Sung et al. measured the baseline insulin level of over 2300 Korean adults during their 5-year follow up study. They observed that increasing serum insulin levels lead to higher likelihood of developing MS and its related indices. At the insulin level of 8.98
mU/ml, which is close to the insulin level in our study, the incidence and OR of the MS were recorded to be 16.4% and 5.1(3.1-8.2). They also showed that insulin levels>8.23
mU/ml led to the incidence and likelihood ratio of MS was 5.4% and 10.7 (2.4%, 47.9) (
Sung et al., 2011). DeBoer et al. showed the insulin levels in adolescents was directly related to MS (WC, systolic blood pressure, triglyceride and FBS), inversely related with HDL, and did not related to diastolic blood pressure(
DeBoer et al., 2011),which is consistent with the findings of the present study except of the FBS and HDL level. The findings of the present study showed that increasing BMI and abdominal obesity levels led a significant increase in the insulin levels.

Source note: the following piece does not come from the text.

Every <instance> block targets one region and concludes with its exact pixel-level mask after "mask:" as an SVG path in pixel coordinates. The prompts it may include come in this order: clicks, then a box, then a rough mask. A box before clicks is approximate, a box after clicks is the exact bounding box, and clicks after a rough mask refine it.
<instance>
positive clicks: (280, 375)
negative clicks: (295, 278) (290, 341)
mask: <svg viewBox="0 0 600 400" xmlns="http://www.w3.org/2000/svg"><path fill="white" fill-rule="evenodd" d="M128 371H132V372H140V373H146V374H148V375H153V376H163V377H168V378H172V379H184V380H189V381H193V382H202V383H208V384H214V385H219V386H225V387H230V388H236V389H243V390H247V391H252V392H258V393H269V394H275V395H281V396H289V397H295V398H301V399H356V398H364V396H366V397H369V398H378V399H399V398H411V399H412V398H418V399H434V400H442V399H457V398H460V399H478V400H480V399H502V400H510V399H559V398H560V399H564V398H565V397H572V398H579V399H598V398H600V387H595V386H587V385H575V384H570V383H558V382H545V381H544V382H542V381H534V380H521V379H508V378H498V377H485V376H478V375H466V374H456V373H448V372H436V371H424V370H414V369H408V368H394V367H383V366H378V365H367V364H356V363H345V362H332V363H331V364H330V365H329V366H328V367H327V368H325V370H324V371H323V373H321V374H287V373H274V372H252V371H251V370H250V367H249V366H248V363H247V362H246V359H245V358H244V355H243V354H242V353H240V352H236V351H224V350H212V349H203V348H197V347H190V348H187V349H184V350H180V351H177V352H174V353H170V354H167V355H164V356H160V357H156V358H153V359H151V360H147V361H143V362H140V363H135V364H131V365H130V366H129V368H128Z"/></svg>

Obesity seem to play a key role in insulin resistance and hyperinsulinemia (
Lteif et al., 2005). In a study done by Anthony J.G. Hanley et al. examined 822 subjects in the Insulin Resistance Atherosclerosis Study aged 40 to 69 years who were nondiabetic at baseline. After 5.2 years, 148 individuals had developed DM. impaired glucose tolerance (IGT), MS definitions, and insulin resistance (IR) markers all significantly predicted DM, with odds ratios ranging from 3.4 to 5.4 (all
p<0.001), although there were no significant differences in the areas under the receiver operator characteristic (AROC) curves between the definitions. This study conclusion let The International Diabetes Federation and NCEP metabolic syndrome definitions predicted DM as well as World Health Organization (WHO) definition. In this study they did not used the oral glucose tolerance testing or IR (
Hanley et al., 2005). In another study by Balkau et al. (
Balkau et al., 2002) run a study to describe the frequency, in some European populations.WHO defined MS and to compare the frequency of this syndrome with an alternative definition for non-diabetic subjects, called the insulin resistance syndrome in this study they studied eight European countries by a protocol to study the abnormalities of these two syndromes, by sex and age, as well as the overall frequencies of the syndromes and the average number of abnormalities. They studied 8200 men and 9363 women and the conclusion says there is great variability in the frequency of the syndrome between different populations, due to the differing frequencies of the abnormalities and methodologies of measurement in other hand they the frequency of both syndromes increased with age and was almost always higher in men. In non-diabetic subjects the frequency of the WHO syndrome varied between 7% and 36% for men 40 to 55 years; for women of the same age, between 5% and 22% (
Balkau et al., 2002).
Conclusion
The findings of this study indicate that patients with MS have an increased UA and insulin levels; The UA level of>4.9 mg/dl led to an increase in the OR for MS, abdominal obesity, hypertriglyceridemia, hypertension, increased FBS and Low HDL. Hyperinsulinemia was associated with triglyceride level of 110 mg/dl, abdominal obesity with>90% percentile, and systolic blood pressure with>95% percentile. In a clear word we can say insulin and UA level are can be predictive biomarkers in estimating MS risk. Finally, the findings of this case- control study showed that adolescents with MS develope higher levels of serum UA and insulin in compare with normal people. Additionally increase in UA level increase the risk of MS and its indices. It seems that if hyperuricemia and hyperinsulinemia be noticed in routine adolescent tests, they might predict other MS-related disorders and prevent the complications of this syndrome.